A Farewell to Arms is an occasional sonnet written by George Peele. It is the coda of Peele's Polyhymnia, written for the Accession Day tilt of 1590. The prior thirteen parts of Polyhymnia are each blank verse descriptions of pairs of contestants with vague impressions of their combat, though Peele does not name the victors. A Farewell to Arms then commemorates the tenure and retirement of Sir Henry Lee as the Queen's Champion. Lee had been the Queen's Champion since the first Accession Day tilts, possibly as early as 1559. In 1590 the position passed to the Earl of Cumberland.

==Content==

My golden locks Time hath to silver turnd.
O Time too swift, O swiftness never ceasing!
My youth 'gainst time and age hath ever spurnd,
But spurnd in vain. Youth waneith by increasing.
Beauty, strength, youth, are flowers but fading seen,
Duty, faith, love, are roots, and ever green.

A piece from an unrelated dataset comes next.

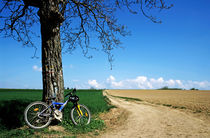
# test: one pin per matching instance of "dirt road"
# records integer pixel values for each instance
(154, 121)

My Helmet now shall make a hive for bees
And lovers' sonnets turne to holy Psalms.
A man at Armes must now serve on his knees,
And feed on pray'rs, that are Age his alms.
But though from Court to Cottage I depart,
My Saint is sure of mine unspotted heart.

And when I saddest sits in homely cell,
I'll teach my Swaines this Carrol for a song.
Blest be the hearts that wish my Sovereigne well,
Curs'd be the souls that thinke her any wrong.
Goddess, vouchsafe this aged man his right
To be your Beadsman now that was your knight.

— George Peele, Polhymnia, 17 November 1590.